On February 11, 2015, the U.S. Department of Labor’s Occupational Safety and Health Administration (“OSHA”) announced revisions to its Severe Violator Enforcement Program (“SVEP”). Under SVEP, employers in designated industries can be subject to unlimited return or unannounced inspections for a period of at least three years. Employers in the upstream oil and gas drilling industry were previously exempt from this program, which is otherwise dominated by construction and manufacturing firms.
The changes announced by OSHA mean that, effective February 11, 2015, employers in the upstream oil and gas industry will be added to SVEP upon a triggering event. Inclusion in SVEP is triggered after a non-fatality inspection results in two or more willful or repeated violations or failure-to-abate notices (or any combination of these violations or notices) for high-gravity, serious violations.
In announcing these changes to SVEP, OSHA cited the upstream oil and gas drilling industry’s “significant worker fatality rate over time.” By subjecting employers in this industry to more exhaustive inspections for triggering non-fatality events, OSHA aims to rein in the fatality rate in the industry that it claims is five to eight times higher than the national average for all industries in the United States.

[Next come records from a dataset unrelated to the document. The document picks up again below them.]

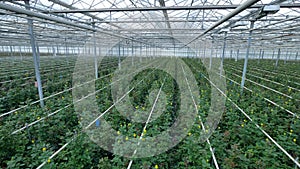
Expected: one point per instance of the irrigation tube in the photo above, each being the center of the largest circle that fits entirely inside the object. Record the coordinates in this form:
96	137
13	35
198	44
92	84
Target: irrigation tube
268	100
266	79
22	107
65	145
263	131
239	9
55	112
144	129
203	127
270	76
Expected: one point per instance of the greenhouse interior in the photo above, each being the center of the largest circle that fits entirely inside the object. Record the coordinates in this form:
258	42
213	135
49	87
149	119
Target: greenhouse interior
150	84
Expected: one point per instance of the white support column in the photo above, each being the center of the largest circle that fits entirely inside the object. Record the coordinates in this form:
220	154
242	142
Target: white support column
247	55
278	56
35	56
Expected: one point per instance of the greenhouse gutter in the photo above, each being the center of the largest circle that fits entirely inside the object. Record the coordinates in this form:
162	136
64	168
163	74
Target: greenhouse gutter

OSHA launched SVEP on June 18, 2010, with the intention of targeting its enforcement efforts on “recalcitrant employers who demonstrate indifference to the health and safety of their employees” (from OSHA’s “Severe Violator Enforcement Program White Paper,” which was published January 2013). And the number of industries and hazards covered by the program has consistently expanded since then. Employers in the upstream oil and gas drilling industry that are added to SVEP can be subjected to unannounced corporate wide inspections, rigorous follow-up inspections, more demanding abatement and settlement terms, and the publication of a press release regarding the SVEP citations. OSHA also lists all SVEP violators on its enforcement website.